Ça me vide le cerveau et ça me met à l’aise pour plusieurs choses. Quand j’ai de la misère à m’exprimer, à dire ce que je pense, je l’écris dans mes cahiers. Ca m’aide à discuter avec d’autres personnes, alors qu’avant je ne pouvais pas, surtout qu’en plus je suis très timide.

Je me suis aperçue que, quand on écrit, même si on a des problèmes, on arrive à vider sa tête et les jours qui viennent se passent mieux après. Quelquefois, on n’ose pas toujours dire ce qu’on a sur le cœur et c’est en écrivant qu’on arrive à se débloquer.

J’écris les pensées qui me viennent, en lisant un livre par exemple, mais quand je suis trop fatiguée, je ne marque pas tout de suite. Parfois, la nuit, je ne dors pas et il y a des pensées qui me viennent, j’essaie de me les répéter pour les écrire le lendemain matin.

D’écrire, ça me permet d’y voir plus clair et de faire des démarches que je n’osais pas faire. Avant, j’avais la tête pleine et ça me posait plein de problèmes. Quand j’ai quelque chose à dire pour mes enfants, au juge par exemple, je ne me cache plus maintenant, je lui écris.

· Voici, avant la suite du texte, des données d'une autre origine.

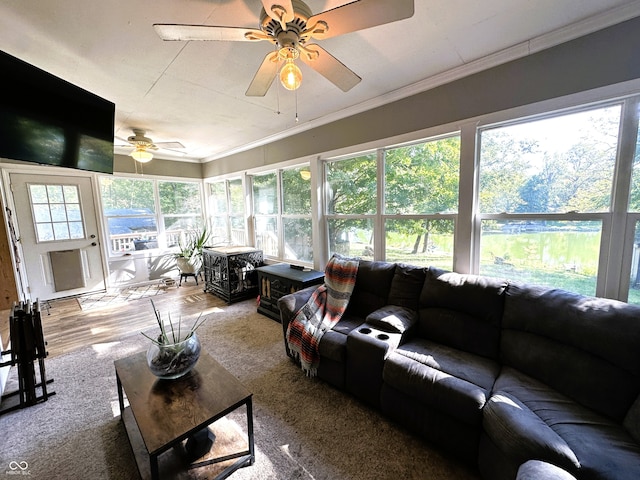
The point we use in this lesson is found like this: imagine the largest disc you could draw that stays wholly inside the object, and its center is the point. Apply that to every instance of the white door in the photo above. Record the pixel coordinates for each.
(56, 219)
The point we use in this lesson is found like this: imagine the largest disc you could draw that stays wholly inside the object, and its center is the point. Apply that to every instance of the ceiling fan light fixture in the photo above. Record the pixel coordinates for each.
(290, 75)
(141, 154)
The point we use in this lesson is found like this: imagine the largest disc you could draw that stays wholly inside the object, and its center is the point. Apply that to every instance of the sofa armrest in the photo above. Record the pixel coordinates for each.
(393, 319)
(289, 306)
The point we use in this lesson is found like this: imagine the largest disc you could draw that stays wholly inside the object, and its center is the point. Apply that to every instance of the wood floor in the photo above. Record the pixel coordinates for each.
(67, 327)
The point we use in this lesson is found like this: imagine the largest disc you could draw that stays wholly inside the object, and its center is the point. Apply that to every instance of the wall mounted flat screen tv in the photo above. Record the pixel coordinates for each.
(47, 120)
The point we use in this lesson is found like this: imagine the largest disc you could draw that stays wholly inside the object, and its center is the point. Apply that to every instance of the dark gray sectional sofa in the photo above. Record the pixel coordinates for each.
(518, 380)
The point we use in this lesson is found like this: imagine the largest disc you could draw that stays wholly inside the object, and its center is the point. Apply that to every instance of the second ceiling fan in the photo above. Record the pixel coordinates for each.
(290, 26)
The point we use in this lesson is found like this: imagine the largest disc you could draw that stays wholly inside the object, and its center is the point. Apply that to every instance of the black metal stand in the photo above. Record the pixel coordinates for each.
(27, 349)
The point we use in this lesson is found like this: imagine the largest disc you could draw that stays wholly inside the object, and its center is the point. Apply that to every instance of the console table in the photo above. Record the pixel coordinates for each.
(278, 280)
(229, 272)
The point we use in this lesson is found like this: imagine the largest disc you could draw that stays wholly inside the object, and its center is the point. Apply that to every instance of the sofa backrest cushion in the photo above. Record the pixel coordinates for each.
(584, 347)
(373, 283)
(462, 311)
(406, 286)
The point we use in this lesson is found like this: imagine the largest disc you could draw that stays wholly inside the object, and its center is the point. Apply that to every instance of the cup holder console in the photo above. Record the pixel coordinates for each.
(377, 334)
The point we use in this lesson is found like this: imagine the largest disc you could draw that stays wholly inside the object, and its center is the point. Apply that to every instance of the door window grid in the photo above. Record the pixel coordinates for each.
(57, 214)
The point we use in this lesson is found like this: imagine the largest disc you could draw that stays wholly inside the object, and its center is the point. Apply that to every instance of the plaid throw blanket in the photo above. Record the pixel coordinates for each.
(321, 312)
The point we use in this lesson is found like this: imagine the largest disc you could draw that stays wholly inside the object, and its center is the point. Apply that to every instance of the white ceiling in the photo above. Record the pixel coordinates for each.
(193, 92)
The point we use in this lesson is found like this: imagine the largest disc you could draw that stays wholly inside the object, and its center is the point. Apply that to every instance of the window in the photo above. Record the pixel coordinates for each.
(545, 191)
(282, 214)
(181, 209)
(226, 206)
(56, 212)
(296, 214)
(421, 200)
(143, 214)
(351, 205)
(265, 208)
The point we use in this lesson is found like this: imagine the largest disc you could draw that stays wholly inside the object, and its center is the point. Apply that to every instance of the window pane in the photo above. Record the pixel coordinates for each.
(353, 238)
(55, 194)
(218, 230)
(554, 165)
(423, 178)
(426, 242)
(41, 213)
(267, 235)
(238, 233)
(126, 196)
(61, 231)
(218, 198)
(58, 212)
(634, 198)
(131, 233)
(559, 254)
(71, 194)
(296, 192)
(297, 239)
(351, 186)
(45, 232)
(76, 230)
(73, 212)
(634, 283)
(265, 199)
(38, 194)
(236, 196)
(179, 198)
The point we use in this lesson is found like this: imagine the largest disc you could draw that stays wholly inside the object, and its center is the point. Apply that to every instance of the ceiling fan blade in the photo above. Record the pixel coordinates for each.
(360, 15)
(208, 32)
(264, 76)
(281, 11)
(329, 66)
(169, 145)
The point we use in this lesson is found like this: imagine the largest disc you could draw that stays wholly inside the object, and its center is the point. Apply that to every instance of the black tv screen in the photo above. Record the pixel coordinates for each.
(47, 120)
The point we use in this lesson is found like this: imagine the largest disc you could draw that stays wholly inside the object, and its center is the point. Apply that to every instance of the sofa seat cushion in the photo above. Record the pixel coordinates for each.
(444, 378)
(539, 470)
(527, 419)
(333, 343)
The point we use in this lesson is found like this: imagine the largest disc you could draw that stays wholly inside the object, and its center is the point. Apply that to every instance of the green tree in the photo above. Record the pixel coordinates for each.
(423, 179)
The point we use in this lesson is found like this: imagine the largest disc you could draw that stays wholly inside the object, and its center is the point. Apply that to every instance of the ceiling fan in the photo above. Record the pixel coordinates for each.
(290, 26)
(143, 146)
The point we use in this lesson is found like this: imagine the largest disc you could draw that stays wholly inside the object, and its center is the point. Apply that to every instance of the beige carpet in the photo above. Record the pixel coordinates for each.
(304, 429)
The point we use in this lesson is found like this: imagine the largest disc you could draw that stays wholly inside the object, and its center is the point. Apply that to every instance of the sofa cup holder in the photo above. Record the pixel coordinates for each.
(380, 336)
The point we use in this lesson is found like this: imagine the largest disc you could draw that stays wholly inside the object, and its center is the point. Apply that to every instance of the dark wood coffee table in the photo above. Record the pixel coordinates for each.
(162, 414)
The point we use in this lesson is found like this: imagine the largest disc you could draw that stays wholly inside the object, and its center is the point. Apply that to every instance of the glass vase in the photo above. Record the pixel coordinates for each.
(173, 360)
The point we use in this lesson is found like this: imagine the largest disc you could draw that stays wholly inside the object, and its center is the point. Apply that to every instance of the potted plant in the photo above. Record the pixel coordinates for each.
(189, 258)
(175, 351)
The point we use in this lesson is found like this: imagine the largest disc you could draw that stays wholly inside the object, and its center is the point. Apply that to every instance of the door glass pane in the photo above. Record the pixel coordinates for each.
(634, 283)
(54, 207)
(558, 254)
(425, 242)
(553, 165)
(351, 237)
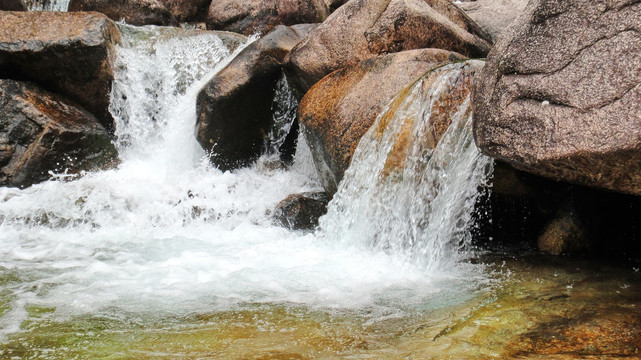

Avant, je baissais la tête, maintenant je marche la tête haute.

Marlène Combot

Marlène Combot, née dans le Nord de la France en 1953, arrive en Bretagne dans une situation très précaire. Là, elle rencontre le Mouvement ATD Quart Monde en 1983 et y participe régulièrement depuis. (Propos recueillis par Pascale Anglade)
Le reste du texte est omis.